Los Crímenes del amor
Los Crímenes del amor A estos testimonios satisfactorios unió el consejo de un edicto que tolerase la libertad de conciencia; aseguró que sería el único medio de calmarlo todo. Tal opinión fue aceptada; el edicto se publicó; otorgaba una amnistía general a todos los Reformados, exceptuando aquellos que, so pretexto de religión, conspiraran contra el gobierno.

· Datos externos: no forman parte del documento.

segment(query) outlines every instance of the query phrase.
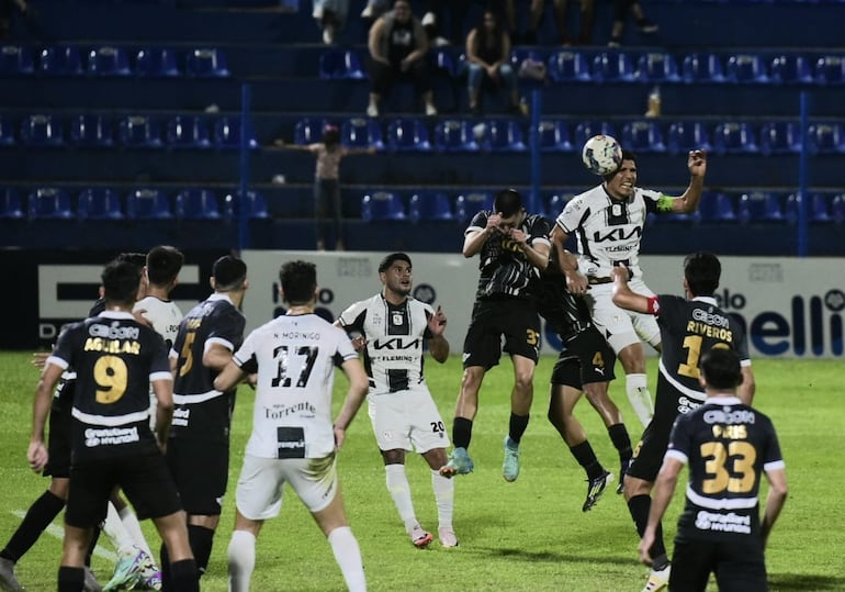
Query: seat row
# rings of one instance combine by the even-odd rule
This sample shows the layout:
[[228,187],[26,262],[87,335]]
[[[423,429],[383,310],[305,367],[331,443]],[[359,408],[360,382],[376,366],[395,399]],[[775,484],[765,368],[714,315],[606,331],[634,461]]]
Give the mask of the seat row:
[[[165,120],[150,115],[125,115],[116,121],[102,115],[65,118],[48,114],[24,116],[20,122],[0,115],[0,146],[78,147],[240,147],[239,118],[173,115]],[[248,145],[258,146],[249,129]]]
[[[466,70],[464,54],[457,55],[454,51],[433,49],[429,59],[431,66],[449,76],[460,77]],[[549,78],[555,82],[845,83],[845,57],[840,55],[694,53],[676,58],[661,52],[636,55],[622,51],[565,49],[548,54],[517,48],[511,52],[510,62],[516,71],[528,65],[545,66]],[[360,80],[368,74],[358,51],[329,49],[320,56],[319,76]]]
[[[327,123],[315,118],[300,120],[294,127],[294,142],[318,142]],[[522,152],[528,149],[530,132],[530,125],[519,119],[450,119],[433,124],[396,119],[383,129],[378,120],[354,118],[340,124],[341,143],[346,146],[416,152]],[[547,120],[539,123],[537,133],[540,149],[545,152],[577,152],[597,134],[613,136],[623,147],[638,153],[677,154],[701,148],[718,154],[796,154],[802,147],[800,124],[792,121],[754,124],[691,120],[673,123]],[[845,152],[845,126],[842,123],[813,122],[808,126],[805,137],[811,153]]]
[[[249,217],[269,217],[264,198],[247,192]],[[59,188],[33,190],[26,200],[12,188],[0,188],[1,220],[221,220],[239,215],[239,192],[222,200],[207,189],[185,189],[172,199],[160,189],[136,189],[122,198],[105,188],[82,190],[75,201]]]
[[[129,57],[132,56],[132,57]],[[215,47],[177,52],[167,47],[125,47],[103,45],[83,48],[76,45],[47,46],[33,51],[25,45],[0,46],[0,76],[149,76],[149,77],[227,77],[226,56]]]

Pero todo esto llegaba demasiado tarde. Desde el 11 de marzo, los protestantes estaban reunidos a muy poca distancia de Blois. Al no encontrar ya la corte donde la creían, comprendieron fácilmente que habían sido traicionados. Sin embargo, los preparativos estaban hechos; al no considerar apropiado hacer retroceder a los distintos cuerpos esperados, no quisieron admitir más demoras en la empresa que los pocos días necesarios para acercarse a Amboise y reconocer los alrededores. Condé acababa de llegar a esta ciudad; al entrar en ella le había sido fácil ver que se sospechaba vivamente de él; creyó encubrirse con palabras que a nadie engañaron. Fingió parecer más interesado que nadie en la extinción de los protestantes, y con esta argucia poco natural no satisfizo en absoluto al partido del rey y se hizo sospechoso al suyo.